For all readers, arithmetic codes are better in nearly all ways. They can be implemented in less RAM and code, they compress and decompress to a better ratio, and the probabilities of different symbols appearing can be dynamically updated during the stream far more easily.
The only reason Huffman codes are used is they were invented first and arithmetic codes were patented. That patent has now expired, so we should use the better design.
I was under the impression that arithmetic codes are guaranteed to be at least one bit less efficient than Huffman codes per input block. What makes you say they have better compression ratio?

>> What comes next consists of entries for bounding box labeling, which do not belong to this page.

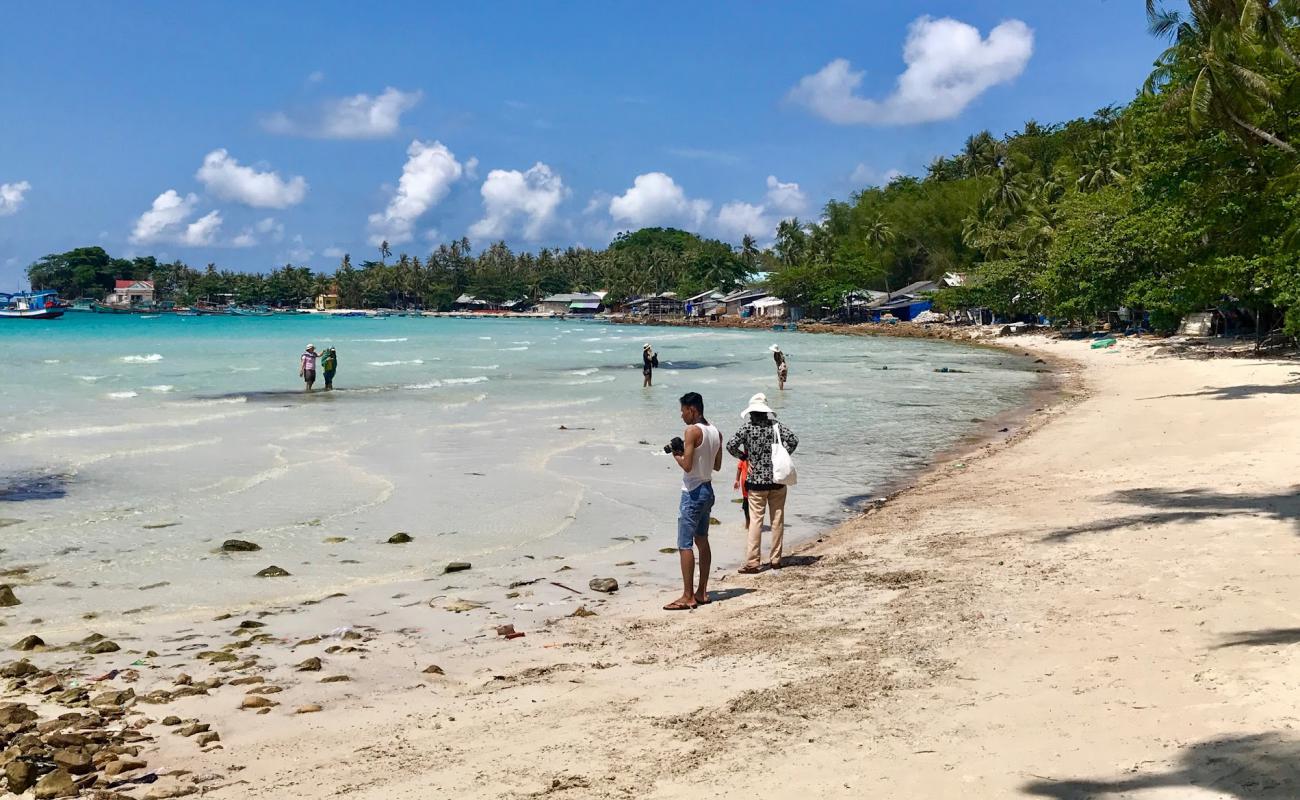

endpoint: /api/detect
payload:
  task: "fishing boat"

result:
[226,306,274,316]
[0,291,66,320]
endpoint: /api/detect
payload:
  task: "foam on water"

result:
[0,313,1036,624]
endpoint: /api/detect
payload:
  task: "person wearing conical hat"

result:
[768,345,790,392]
[298,345,317,392]
[641,342,659,388]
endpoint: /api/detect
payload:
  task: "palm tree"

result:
[866,216,897,250]
[1145,0,1296,153]
[740,233,759,274]
[1075,146,1128,191]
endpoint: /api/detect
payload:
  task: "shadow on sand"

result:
[1214,628,1300,650]
[1140,372,1300,399]
[1043,489,1300,541]
[1022,732,1300,800]
[709,587,758,602]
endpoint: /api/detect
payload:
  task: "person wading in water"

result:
[770,345,790,392]
[321,347,338,392]
[641,342,659,389]
[298,345,317,392]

Are you thinking of pre-defined Huffman tables that aren't adapted to the input? Because the latter ought to be as good as it gets.
(I agree with the other benefits. Since arithmetic coding tables are built in a streaming fashion rather than constructing the codebook up front, they are more memory-efficient while working.)
Huffman codes are conceptually isomorphic to arithmetic codes where all probabilities are 2^-k with k integer, so they have an obvious disadvantage due to more inaccurate symbol distribution.
Huffman codes are less efficient per symbol since each symbol is a bit string, arithmetic coding effectively smears symbols across bits more finely. Whether you use a dynamic or static probability model is a different issue applying to either coding method. (Emotionally though I prefer Huffman codes, they're just so neat)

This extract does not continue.